Отказался. Нагуляла с кем-то, говорит. Будто она и в самом деле блудница какая! Будто не просила, не молила его, будто не напоминала ему о боге, будто не с ним одним, Евхимом, бога не послушалась; а он уговорил, добился своего, натешился, да еще говорит такое! А теперь вот - сговор отгулял, совсем забыл, что обещал, отрекся совсем. Раньше хоть надежда какая-то была, что совесть возьмет его, одумается, ребенка своего пожалеет, а теперь - ничего, никакой надежды! Бросил, и грех уже только ее грех, ее горе...

Теперь всякий скажет: грех, блуд - и не защитишься, не оправдаешься. Всякий может, как Евхим, сказать: "Нагуляла с кем-то", любой может блудницей назвать, хотя и не блудница никакая, просто поверила, понадеялась, думала - правда женцтся!

Обидно. Ой, как обидно. От обиды слезы все выплакала.
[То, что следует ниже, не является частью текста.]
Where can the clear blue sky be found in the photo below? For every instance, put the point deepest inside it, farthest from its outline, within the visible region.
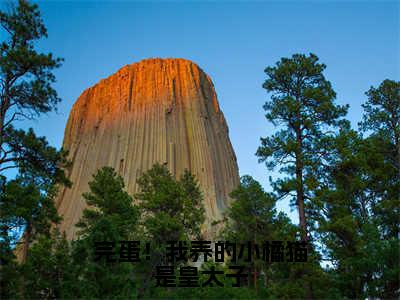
(231, 41)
А боль жгучая в груди не утихает, не слабеет, Чувствовала порой нельзя больше такого страдания терпеть; терпение, отчаяние сменялись злобой, жаждой мести: а что, если пойти к Ганне да и рассказать все? Пусть знает, что было у него, с чем посватался, каков он!

Были минуты, когда мысль об этом пробивалась дальше: к старому Корчу пойти, рассказать. Он слушается бога, побожьи жить старается, пусть и рассудит по-божьи! Когда думала об этом, хмурый Корч, которого боялась прежде, казался ей добрым, чутким, другом, родным отцом, спасителем.

Этот спаситель будто позвал к себе: быстренько собралась, почти бегом, задыхаясь, с радостным облегчением подалась к Корчовой хате. Сердце так колотилось, что готово было выскочить, надежда, которая вдруг вспыхнула, билась в ней, гнала, тнала - скорее к старику. Но как только добежала до хаты Корчей, остановилась в растерянности - надежда куда-то исчезла, подступил страх! Корч снова представился суровым, неприступным - слушать не станет, разозлится, выгонит. Не осмелилась зайти, замирая, прошла мимо...

Исхудала, затаилась, перестала смеяться. Не спала - мысли и по ночам не давали покоя. Днем ходила по хате, по двору как больная, все время забывала о том, что надо было делать. Глаза словно не замечали никого, не видели.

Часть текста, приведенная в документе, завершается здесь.